From 2 August 2025, provisions of the AI Act governing general-purpose AI (GPAI) models are in force. These rules apply to GPAI models, i.e. models that can be adapted for many tasks, from content generation to complex decision-making, and are designed to ensure such models operate in a way that is both safe and trustworthy.

The flexibility of GPAI models means they can be integrated across sectors and serve a wide variety of purposes, which also carries significant risks. Without clear safeguards, they could be deployed in ways that amplify bias, spread misinformation, or create security vulnerabilities.

The AI Act aims to prevent those outcomes while enabling responsible innovation.

What Every GPAI Provider Must Do

Any provider placing a GPAI model on the EU market must now:

  • Provide technical documentation detailing training and testing processes, accessible to both regulators and downstream users;
  • Establish and follow a copyright policy, ensuring training data is lawfully sourced and rights-respecting;
  • Publish a clear summary of the content used for model training, using the standardized template provided.

Additional Measures for GPAI Models with Systemic Risk

For the most advanced GPAI models that could cause large-scale harm, the AI Act imposes additional responsibilities:

  • Perform model evaluation to identify and mitigate systemic risks;
  • Assess and mitigate possible systemic risks that may arise during development, market release, or use of the models;
  • Document and report serious incidents and mitigating measures to the regulators;
  • Ensure an adequate level of cybersecurity protection.

Guidance and Enforcement

The European Commission has introduced a set of tools to help providers prepare for compliance:

  • Guidelines clarifying the definition of a GPAI model, the criteria for being classified as a provider, the timing of obligations, and available exemptions;
  • A template for publishing the required summary of training data; and
  • TheCode of Practice, a voluntary framework developed with industry experts, that helps providers demonstrate compliance with the AI Act.

Providers such as Amazon, Anthropic, Google, IBM, Microsoft, and OpenAI have already become signatories to the  Code of Practice, signaling their intent to comply with the AI Act.

While the GPAI obligations kicked in on 2 August 2025, enforcement of penalties starts a year later on 2 August 2026. Older models already in the market get extra time, until 2 August 2027, to meet these requirements.

Conclusion

The AI Act’s GPAI obligations mark a clear move from broad principles to rules with real teeth. Providers now face fixed timelines, defined duties, and practical tools to prove they comply. With major players already on board with the Code of Practice, the real test will be in the application and enforcement of the obligations.
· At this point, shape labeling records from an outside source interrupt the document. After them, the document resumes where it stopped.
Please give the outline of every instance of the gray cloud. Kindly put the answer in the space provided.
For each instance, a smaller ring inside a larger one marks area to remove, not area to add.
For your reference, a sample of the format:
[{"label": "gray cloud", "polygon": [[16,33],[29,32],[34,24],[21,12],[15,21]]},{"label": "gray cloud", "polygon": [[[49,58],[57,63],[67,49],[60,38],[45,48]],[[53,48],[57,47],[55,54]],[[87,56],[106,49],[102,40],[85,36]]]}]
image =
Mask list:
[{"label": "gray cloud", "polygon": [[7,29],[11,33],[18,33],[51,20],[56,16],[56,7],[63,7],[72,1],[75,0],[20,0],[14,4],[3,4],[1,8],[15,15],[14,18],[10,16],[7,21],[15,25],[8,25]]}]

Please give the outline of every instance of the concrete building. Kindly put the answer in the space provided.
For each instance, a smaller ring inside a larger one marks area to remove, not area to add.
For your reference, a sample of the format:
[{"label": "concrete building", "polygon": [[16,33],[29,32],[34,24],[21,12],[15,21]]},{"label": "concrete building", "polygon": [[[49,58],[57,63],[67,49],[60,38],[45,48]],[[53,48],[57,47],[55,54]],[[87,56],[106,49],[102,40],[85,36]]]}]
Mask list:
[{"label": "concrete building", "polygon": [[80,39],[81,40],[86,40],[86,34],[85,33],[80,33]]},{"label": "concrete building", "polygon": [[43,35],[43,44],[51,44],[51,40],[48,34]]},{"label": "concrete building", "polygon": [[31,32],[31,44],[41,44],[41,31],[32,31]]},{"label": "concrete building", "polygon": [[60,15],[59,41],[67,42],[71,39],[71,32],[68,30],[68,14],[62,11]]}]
For businesses deploying models such as OpenAI’s GPT-4 or Anthropic’s Claude, compliance means verifying that providers meet the AI Act’s transparency and documentation standards, ensuring internal teams are trained to use the systems responsibly, and maintaining clear processes for incident reporting. Taking these steps now will allow businesses to benefit from GPAI while managing risk and staying within the bounds of the law.